I find these French town's responses tragic/comical, and agree with you -- the
state is bringing its force to bear on the victim.

Like police the world over, who know (trivially) that it is much safer to
harass the law-abiding (who will cower and comply) rather than confront the
violent (who might shoot them in the face), these socialist mayors seem to
know that it is safer to force these already oppressed women to comply, than
go into the dangerous ghettos and confront those forcing them to bear this
garb in the first place.

Solution? I don't know -- perhaps some immigration tests on whether applicants
agree with Supremacist and anti-liberty doctrines (ie. Sharia), or are
prepared to defend the liberty of the oppressed?

France surely would reject an immigrant who is a self-proclaimed Aryan
Supremacist thug who wants to enforce his beliefs on others. Perhaps they
should likewise resist Islamist Supremacists who want to enforce their rules
on others? I'm sure that the multitudes of liberty-loving Muslims in France
who desire their women to have full freedom to dress as they wish without fear
of reprisal would appreciate it, too...

Once wearing this garb is associated with liberty (as is the wearing of a
Nun's robes -- everyone knows they can choose to stop at any time), I'm pretty
sure liberty-loving people will no longer mind the "burkini" being worn in
public.

------
tmptmp
This is a good news from a very fundamental aspect in our history and for our
future too.

Islam with its barbaric, medieval, vicious ideology (e.g. kaafirs are against
Allah, Muhammad is above any criticism, apostates should be killed, extreme
injustice inflicted on Muslim women and so on) is at crossroads with the
freedom loving, liberal and secular western world.

The religions should have no place in modern public life. But religions want
to control every aspect of human life. Thanks to the fight put up by and
sacrifices given by the freedom lovers, liberals and modern free-thinkers from
the western world, mainstream religions have been rendered harmless/toothless
to a significant extent, except Islam.

The liberals/critical thinkers have attacked earlier and do attack now also
various bad and evil aspects in other religions
(Christianity/Judaism/Hinduism) and our free society never suppresses their
thoughts. Islam should not be an exception and hence Islam should not be given
special treatment. Else we may have to lose the hard earned values that we
cherish so much.

But we are seeing that some Islam apologists (whether bought and paid for or
not) are hunting down any thoughtful and legitimate criticism of Islam, its
prophet Muhammad, its scriptures and so on. They are using various types of
pressure tactics for this. For example, labeling any criticism of Islam as
racist attacks on Muslims or Islamophobia or hate speech or right-wing
practice.

e.g. Geert Wilders is labeled as right-wing fanatic by such Islam apologists.
Geert Wilders has been a liberal free-thinker (e.g. his support of
gays/homosexuals).

The freedom lovers, liberals and humanists must understand this threat posed
by the vicious ideology of mainstream Islam.
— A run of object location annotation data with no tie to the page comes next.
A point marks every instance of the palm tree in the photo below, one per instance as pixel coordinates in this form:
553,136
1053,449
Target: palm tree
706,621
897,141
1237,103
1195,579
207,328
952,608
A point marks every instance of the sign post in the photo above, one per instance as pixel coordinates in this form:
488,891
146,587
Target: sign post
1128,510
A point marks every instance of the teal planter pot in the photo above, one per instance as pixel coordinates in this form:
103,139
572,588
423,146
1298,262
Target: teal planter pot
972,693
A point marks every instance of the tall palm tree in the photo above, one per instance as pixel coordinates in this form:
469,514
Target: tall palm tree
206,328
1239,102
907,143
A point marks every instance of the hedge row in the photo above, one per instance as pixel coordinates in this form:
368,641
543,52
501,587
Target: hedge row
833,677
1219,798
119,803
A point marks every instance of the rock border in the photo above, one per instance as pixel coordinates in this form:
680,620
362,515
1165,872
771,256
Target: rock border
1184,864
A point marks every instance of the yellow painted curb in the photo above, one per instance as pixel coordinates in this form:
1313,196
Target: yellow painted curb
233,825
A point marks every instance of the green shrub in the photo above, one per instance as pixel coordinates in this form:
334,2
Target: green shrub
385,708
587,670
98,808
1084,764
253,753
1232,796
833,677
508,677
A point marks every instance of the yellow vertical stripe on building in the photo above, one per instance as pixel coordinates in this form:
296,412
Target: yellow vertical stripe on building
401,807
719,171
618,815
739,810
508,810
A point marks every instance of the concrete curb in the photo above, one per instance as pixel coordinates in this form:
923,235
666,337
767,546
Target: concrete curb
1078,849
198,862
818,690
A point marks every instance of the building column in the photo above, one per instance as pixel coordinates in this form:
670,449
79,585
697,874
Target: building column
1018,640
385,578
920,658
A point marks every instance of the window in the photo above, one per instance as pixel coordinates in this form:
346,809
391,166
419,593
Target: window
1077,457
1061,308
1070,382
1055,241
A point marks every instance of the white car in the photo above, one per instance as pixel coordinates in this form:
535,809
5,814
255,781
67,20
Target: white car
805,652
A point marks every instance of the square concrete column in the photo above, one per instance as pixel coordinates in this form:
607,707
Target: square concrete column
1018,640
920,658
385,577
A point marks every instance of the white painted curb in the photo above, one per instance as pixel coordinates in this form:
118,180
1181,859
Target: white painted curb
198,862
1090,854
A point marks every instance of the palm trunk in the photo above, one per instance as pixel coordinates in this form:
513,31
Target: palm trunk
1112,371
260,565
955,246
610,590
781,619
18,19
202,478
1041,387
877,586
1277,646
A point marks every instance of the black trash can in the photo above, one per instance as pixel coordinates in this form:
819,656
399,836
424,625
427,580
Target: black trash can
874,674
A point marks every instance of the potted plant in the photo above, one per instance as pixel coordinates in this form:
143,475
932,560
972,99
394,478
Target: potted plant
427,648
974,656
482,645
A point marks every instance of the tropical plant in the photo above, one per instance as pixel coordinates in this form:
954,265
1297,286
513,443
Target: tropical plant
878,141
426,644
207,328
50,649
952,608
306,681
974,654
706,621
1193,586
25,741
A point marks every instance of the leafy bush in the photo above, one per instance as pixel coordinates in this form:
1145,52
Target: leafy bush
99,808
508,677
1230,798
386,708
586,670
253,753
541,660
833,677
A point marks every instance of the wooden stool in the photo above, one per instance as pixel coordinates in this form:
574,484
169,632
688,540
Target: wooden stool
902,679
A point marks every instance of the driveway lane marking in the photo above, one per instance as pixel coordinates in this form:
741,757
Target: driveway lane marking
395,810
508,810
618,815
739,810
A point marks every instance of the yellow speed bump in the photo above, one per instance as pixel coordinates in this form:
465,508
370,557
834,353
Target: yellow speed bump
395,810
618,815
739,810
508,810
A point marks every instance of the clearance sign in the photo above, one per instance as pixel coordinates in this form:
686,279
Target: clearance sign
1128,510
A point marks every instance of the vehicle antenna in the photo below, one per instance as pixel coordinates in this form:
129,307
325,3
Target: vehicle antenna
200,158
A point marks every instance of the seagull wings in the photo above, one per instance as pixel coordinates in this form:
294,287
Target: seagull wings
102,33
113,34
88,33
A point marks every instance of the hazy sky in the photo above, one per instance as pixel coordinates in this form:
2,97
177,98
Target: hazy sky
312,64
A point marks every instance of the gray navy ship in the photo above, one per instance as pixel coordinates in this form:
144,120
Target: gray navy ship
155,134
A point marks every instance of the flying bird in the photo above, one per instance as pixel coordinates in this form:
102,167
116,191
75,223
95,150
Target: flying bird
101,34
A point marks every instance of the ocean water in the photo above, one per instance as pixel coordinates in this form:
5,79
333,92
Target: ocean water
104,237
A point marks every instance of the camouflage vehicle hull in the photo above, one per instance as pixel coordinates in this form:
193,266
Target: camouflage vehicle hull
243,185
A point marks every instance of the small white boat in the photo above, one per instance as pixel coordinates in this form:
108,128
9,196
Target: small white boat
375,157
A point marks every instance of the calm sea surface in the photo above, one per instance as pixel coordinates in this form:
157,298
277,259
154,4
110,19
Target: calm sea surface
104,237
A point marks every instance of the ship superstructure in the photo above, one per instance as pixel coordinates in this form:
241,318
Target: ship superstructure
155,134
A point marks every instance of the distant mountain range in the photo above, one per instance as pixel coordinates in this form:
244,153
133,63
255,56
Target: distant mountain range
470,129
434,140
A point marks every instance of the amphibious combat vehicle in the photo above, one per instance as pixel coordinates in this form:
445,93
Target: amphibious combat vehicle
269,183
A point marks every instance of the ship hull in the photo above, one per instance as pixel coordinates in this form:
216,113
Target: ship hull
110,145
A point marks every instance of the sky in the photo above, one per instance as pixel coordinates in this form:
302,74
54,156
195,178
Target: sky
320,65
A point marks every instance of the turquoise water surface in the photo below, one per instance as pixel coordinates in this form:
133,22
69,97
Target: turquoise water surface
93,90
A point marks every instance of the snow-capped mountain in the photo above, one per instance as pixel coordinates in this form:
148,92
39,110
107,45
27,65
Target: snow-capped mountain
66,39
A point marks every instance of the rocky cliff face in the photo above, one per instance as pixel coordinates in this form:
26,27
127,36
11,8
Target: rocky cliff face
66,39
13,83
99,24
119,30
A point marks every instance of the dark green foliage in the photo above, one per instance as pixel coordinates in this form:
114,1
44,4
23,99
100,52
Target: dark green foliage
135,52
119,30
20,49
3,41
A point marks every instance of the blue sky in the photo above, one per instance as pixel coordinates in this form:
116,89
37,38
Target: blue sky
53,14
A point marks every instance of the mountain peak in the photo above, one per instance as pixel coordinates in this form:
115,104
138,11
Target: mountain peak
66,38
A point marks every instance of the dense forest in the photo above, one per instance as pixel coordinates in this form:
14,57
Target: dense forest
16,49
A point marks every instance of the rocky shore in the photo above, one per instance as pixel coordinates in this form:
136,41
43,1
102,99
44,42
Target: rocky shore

The west now must invest large amount of efforts and resources to fight this
vicious ideology of Islam. We must realize that this is an ideological war and
must be fought on the ideological war-front. This can and must be done by
supporting liberal minded humanists (like, Bill Maher, Sam Harris, Richard
Dawkins) who are exposing the viciousness of the ideology of Islam and
upholding the modern humanist values like freedom of expression and separation
of 'mosque and state'.

edit: added point about Geert Wilders.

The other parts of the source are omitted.